# Find Best Preprocessing Steps During Model Selection
### Preliminaries

In [3]:
# Import libraries
import numpy as np
from sklearn import datasets
from sklearn.linear_model import LogisticRegression
from sklearn.model_selection import GridSearchCV
from sklearn.pipeline import Pipeline, FeatureUnion
from sklearn.decomposition import PCA
from sklearn.preprocessing import StandardScaler
from sklearn.feature_selection import SelectKBest

# set random seed
np.random.seed(0)

### Load Iris Dataset

In [4]:
#Load data
iris = datasets.load_iris()
X = iris.data
y = iris.target

### Create Proprocessing Object

We are include two different preprocessing steps: principal component analysis and a k-best feature selection.

In [5]:
# Create a combined preprocesing object
preprocess = FeatureUnion([('pca',PCA()), 
                           ('kbest', SelectKBest(k=1))])

### Create Pipeline

In [7]:
# Create a Pipeline
pipe = Pipeline([('preprocess', preprocess), ('classifier', LogisticRegression())])

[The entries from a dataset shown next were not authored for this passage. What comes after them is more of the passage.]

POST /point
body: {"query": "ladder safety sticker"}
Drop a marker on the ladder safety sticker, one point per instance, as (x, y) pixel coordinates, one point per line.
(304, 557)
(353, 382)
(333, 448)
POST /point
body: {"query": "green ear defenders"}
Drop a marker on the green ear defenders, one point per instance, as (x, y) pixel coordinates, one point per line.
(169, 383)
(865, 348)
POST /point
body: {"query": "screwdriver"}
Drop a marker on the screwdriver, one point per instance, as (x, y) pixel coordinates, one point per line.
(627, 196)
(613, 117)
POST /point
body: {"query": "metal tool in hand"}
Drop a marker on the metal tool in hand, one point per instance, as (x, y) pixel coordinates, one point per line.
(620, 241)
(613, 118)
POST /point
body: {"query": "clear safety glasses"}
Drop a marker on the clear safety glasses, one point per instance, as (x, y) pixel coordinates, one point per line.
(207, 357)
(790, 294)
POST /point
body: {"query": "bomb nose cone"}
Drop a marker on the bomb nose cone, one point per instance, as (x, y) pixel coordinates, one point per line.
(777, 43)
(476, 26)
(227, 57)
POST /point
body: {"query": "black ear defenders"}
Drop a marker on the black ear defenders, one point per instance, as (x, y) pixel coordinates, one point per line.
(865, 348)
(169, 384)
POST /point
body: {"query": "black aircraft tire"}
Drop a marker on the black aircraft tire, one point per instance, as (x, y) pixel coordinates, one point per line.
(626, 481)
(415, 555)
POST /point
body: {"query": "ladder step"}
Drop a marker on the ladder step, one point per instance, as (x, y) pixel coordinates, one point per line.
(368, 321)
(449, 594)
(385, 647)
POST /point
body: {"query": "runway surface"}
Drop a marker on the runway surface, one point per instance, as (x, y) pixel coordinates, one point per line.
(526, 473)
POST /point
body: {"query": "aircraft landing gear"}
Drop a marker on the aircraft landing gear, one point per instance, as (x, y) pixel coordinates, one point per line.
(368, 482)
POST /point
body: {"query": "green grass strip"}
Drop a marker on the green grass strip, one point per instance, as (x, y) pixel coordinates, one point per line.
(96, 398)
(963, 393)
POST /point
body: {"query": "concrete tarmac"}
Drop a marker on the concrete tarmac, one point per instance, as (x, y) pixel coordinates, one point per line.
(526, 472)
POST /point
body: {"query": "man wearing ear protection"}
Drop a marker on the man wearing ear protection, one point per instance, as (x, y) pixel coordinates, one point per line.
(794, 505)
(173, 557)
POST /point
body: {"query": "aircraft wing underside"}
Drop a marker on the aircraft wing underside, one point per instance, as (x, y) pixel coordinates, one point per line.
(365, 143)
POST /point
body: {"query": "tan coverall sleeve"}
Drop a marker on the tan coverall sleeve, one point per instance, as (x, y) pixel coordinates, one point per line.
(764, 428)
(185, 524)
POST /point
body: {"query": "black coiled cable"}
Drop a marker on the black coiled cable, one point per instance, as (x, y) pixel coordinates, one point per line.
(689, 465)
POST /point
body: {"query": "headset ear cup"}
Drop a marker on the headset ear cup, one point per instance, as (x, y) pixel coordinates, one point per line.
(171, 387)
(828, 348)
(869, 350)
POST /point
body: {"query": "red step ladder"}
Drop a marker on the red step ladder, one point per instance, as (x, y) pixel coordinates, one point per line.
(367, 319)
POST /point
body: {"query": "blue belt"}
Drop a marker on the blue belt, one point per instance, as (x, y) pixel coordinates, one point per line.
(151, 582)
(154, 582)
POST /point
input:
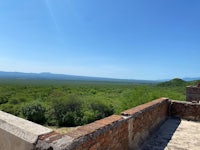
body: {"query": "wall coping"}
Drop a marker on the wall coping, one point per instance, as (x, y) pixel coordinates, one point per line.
(143, 107)
(22, 128)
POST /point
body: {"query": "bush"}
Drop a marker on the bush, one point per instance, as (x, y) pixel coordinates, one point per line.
(97, 110)
(34, 112)
(68, 111)
(3, 100)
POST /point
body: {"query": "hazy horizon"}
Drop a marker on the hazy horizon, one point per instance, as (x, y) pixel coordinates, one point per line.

### Create Search Space of Hyperparameter Values

In [8]:
# Create space of candidate values
search_space = [{'preprocess__pca__n_components': [1, 2, 3],
                 'classifier__penalty': ['l1', 'l2'],
                 'classifier__C': np.logspace(0, 4, 10)}]

### Create Gird Search

In [9]:
# Create grid search
clf = GridSearchCV(pipe, search_space, cv=5, verbose=0, n_jobs=-1)

###  Conduct Grid Searcn

In [10]:
# Fit grid search
best_model = clf.fit(X,y)

### View Best Model's Hyperparamters

In [14]:
# View best hyperparameters
print('Best Number of Principal Components: ', best_model.best_estimator_.get_params()['preprocess__pca__n_components'])
print ('Best Penalty: ', best_model.best_estimator_.get_params()['classifier__penalty'])
print ('Best C: ', best_model.best_estimator_.get_params()['classifier__C'])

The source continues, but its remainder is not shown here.